ショウさんが何かに気付いたようなそぶりを見せ、僕の顔を覗き込み、にんまりとわらった。
これ以上ないような、弾ける笑顔に。
年上の男の弾ける笑顔に、やや圧される僕。
ジョシ、ジョシと呪文のように連呼する。
「女の子!そうかそうか、
ショウさんが笑顔になる。
すべてを理解したというような表情だ。
何やら知らないが、勝ち誇っている。
彼は勝ち誇っている―――。
難事件を解き明かした名探偵になったんですかね?
探偵ならば、こんな気持ち悪い顔になるだろうか。
いや、ならない。
反語………何故反語だ、古典でさんざんやっているのでとっさに出たぜ、出てしまったぜ。
ええい。
ショウさん―――この人の人生は実に楽しそうだな。
こんな風に生きることは僕には不可能だ。
肘で僕の脇腹を突っつき、このこのぉ………なんて、ずいぶん古臭い行動に出る。
もはや古典だ、そんな行動は。
自分のことを軽薄だとか思っている場合じゃアなかった、もっと軽薄なのがいました。
いたよ、はい。
「いいじゃんいいじゃん。女の子だったら、助けてやるのもいいもんだよ、そのまま、仲良くなっちゃって、あわよくば………!」
僕は唇を中途半端に開いたまま、表情を停止した―――何ともコメントしがたい。
やっぱ言わなきゃよかったかな………
年上の人はやっぱり、何かしら僕を馬鹿にしようとしているのだ。
そうに違いない。
そして実際、水橋李雨は僕という男子をして、なんとか力になってあげたいと思わせる、そんな女子であった。
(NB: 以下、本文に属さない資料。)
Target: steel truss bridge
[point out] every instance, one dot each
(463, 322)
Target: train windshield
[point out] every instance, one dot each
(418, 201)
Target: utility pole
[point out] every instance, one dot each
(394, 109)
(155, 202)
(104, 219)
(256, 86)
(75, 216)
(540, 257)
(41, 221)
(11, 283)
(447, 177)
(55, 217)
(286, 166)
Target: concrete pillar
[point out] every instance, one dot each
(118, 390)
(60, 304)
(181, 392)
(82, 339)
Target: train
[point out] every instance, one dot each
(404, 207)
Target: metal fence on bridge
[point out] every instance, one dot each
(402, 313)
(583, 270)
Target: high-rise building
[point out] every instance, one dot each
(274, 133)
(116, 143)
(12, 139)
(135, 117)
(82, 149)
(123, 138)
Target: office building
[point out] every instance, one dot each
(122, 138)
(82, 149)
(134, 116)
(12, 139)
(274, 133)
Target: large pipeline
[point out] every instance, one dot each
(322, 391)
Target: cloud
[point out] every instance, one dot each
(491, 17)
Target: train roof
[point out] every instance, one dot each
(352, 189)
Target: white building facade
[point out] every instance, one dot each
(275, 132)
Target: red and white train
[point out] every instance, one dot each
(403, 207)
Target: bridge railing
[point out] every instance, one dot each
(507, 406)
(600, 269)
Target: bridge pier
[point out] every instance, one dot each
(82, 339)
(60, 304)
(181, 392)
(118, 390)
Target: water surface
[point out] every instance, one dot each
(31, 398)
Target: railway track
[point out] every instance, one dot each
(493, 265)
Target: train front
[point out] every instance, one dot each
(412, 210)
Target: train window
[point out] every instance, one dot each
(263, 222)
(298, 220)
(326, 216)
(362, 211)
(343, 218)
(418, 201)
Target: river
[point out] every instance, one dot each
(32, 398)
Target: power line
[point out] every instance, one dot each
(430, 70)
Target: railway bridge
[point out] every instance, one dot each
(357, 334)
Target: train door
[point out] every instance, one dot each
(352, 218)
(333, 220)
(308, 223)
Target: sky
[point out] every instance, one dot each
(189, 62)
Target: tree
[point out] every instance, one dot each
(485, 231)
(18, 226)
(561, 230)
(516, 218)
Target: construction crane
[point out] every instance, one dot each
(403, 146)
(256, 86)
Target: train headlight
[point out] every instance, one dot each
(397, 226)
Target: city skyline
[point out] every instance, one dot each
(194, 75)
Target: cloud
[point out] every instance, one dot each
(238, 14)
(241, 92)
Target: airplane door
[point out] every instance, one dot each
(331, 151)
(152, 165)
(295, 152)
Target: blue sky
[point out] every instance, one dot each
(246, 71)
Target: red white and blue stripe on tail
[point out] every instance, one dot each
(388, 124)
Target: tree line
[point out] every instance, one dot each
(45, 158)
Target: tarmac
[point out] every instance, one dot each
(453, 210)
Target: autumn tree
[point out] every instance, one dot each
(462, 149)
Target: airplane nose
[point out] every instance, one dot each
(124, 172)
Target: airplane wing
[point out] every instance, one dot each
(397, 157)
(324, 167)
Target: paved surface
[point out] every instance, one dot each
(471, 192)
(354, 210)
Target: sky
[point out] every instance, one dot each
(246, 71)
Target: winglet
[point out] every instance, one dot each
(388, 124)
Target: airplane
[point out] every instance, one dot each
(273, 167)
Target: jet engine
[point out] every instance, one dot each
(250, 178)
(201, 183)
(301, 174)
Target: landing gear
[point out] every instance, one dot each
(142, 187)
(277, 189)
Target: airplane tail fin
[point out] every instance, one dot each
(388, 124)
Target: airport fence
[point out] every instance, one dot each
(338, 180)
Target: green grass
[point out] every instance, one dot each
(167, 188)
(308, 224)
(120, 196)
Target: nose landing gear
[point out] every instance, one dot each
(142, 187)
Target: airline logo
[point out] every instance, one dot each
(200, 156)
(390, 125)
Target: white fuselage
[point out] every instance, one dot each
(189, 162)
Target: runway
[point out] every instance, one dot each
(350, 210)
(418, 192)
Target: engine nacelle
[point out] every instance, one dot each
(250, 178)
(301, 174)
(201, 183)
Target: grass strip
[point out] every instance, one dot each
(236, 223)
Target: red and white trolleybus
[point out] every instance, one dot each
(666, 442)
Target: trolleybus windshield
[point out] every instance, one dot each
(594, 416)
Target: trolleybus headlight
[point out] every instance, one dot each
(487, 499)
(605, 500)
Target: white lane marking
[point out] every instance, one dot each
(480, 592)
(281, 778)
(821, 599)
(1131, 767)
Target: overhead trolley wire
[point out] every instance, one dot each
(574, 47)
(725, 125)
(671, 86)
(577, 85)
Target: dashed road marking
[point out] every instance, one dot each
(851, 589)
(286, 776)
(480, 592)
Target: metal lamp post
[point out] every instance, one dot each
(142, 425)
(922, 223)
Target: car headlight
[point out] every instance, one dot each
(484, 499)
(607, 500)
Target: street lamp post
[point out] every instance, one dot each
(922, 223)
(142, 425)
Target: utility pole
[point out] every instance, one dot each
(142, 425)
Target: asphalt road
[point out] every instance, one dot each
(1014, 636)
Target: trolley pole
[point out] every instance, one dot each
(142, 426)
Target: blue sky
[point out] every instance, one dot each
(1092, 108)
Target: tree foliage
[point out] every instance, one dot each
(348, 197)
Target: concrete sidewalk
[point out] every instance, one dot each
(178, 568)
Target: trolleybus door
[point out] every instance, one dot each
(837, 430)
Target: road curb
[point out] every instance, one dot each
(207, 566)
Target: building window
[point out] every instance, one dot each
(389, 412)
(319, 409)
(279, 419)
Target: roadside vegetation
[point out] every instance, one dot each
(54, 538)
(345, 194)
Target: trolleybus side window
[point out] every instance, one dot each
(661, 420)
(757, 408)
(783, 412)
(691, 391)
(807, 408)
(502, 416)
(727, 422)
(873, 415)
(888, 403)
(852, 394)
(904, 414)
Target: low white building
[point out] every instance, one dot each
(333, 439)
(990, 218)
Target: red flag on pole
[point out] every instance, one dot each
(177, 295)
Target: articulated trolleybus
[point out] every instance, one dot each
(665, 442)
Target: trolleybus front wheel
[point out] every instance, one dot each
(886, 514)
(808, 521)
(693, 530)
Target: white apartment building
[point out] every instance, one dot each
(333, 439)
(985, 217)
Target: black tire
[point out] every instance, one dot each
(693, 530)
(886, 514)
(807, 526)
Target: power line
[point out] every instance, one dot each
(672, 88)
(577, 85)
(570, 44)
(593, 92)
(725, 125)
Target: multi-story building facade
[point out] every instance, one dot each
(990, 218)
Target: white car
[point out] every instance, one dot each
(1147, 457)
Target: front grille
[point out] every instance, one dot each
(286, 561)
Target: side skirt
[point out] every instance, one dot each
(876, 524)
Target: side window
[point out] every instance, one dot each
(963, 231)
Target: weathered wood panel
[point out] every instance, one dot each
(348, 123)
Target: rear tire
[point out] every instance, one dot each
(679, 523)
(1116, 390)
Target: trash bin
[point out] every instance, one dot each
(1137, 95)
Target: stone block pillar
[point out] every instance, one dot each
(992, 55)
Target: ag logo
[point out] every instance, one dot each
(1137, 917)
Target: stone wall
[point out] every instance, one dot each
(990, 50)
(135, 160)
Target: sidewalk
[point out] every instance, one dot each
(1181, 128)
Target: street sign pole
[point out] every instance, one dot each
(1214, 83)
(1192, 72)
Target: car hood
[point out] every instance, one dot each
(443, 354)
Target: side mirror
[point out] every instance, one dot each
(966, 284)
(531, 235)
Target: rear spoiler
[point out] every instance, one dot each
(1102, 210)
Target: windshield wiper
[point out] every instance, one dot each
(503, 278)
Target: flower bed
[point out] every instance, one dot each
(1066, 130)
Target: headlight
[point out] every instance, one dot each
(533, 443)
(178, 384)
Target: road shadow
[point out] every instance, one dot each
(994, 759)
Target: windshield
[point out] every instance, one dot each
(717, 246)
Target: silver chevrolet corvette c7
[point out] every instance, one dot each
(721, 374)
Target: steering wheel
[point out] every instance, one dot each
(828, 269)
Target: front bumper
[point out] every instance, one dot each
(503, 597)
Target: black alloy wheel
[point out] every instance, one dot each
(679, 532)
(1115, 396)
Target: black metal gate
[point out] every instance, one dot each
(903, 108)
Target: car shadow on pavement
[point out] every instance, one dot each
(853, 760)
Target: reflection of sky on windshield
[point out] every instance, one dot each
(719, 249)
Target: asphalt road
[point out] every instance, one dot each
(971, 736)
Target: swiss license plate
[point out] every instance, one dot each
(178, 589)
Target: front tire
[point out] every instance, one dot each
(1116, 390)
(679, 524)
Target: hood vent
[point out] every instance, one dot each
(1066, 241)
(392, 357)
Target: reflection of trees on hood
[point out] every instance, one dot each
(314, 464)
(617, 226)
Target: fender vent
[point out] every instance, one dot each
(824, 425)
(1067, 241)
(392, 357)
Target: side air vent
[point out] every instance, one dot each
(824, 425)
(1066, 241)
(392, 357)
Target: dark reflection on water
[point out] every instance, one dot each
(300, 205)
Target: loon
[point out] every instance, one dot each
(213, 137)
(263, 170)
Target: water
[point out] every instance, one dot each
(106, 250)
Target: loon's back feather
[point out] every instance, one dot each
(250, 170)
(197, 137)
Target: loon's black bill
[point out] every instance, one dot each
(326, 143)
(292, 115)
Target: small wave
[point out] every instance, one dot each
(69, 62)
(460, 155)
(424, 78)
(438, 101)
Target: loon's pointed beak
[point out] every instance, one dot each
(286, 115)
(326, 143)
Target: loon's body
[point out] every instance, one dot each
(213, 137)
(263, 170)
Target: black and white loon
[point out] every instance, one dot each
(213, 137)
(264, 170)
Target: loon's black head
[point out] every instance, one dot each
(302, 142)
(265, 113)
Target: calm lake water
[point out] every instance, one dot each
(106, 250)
僕は彼女のことを不登校の対人恐怖者であるとは全く思っていない---。
だからこそ口外した、という節はある。
彼女と仲良くなることは、その可能性はあるという心境が僕の本音であった。
ただ、それがこのショウさんと
僕は話を逸らすべく、煙草に目を向ける。
彼の口から離れ、今は指先にある煙草。
「ショウさん、『火』………今、いいですよ」
「んお………?うん、だって………」
一瞬、無表情で店の方を見るショウさん。
「今―――
「………まあ、な」
ショウさんが口にくわえた煙草の、先端を見る。
見つめるその目が、静かになった。
暗闇の、黒目。
その黒い瞳に、ちらりちらりと、赤が増えた。
瞳が朱色になり、その朱色が強まる、瞳の赤が濃くなるのと連動して、煙草の先端に温かな光が生まれた。
夕焼け空が漏れたような。
―――ぼ、ぼぼ、ぼ。
火が生まれた音だ。
弾ける。
ショウさんは瞳の発光を安定させると、少し顎を上げて、息を吐いた。
ふぅ、と白い煙が夜空に霞んでいく。
「ま―――タガヤ………店長だけは知ってるンだけどな俺が『そう』だって―――。教えたわ」
煙を吐きながら、彼は言った。
「隠し事ばっかってのも、イヤなんだよなぁ」
彼は夜空を見て呟いた。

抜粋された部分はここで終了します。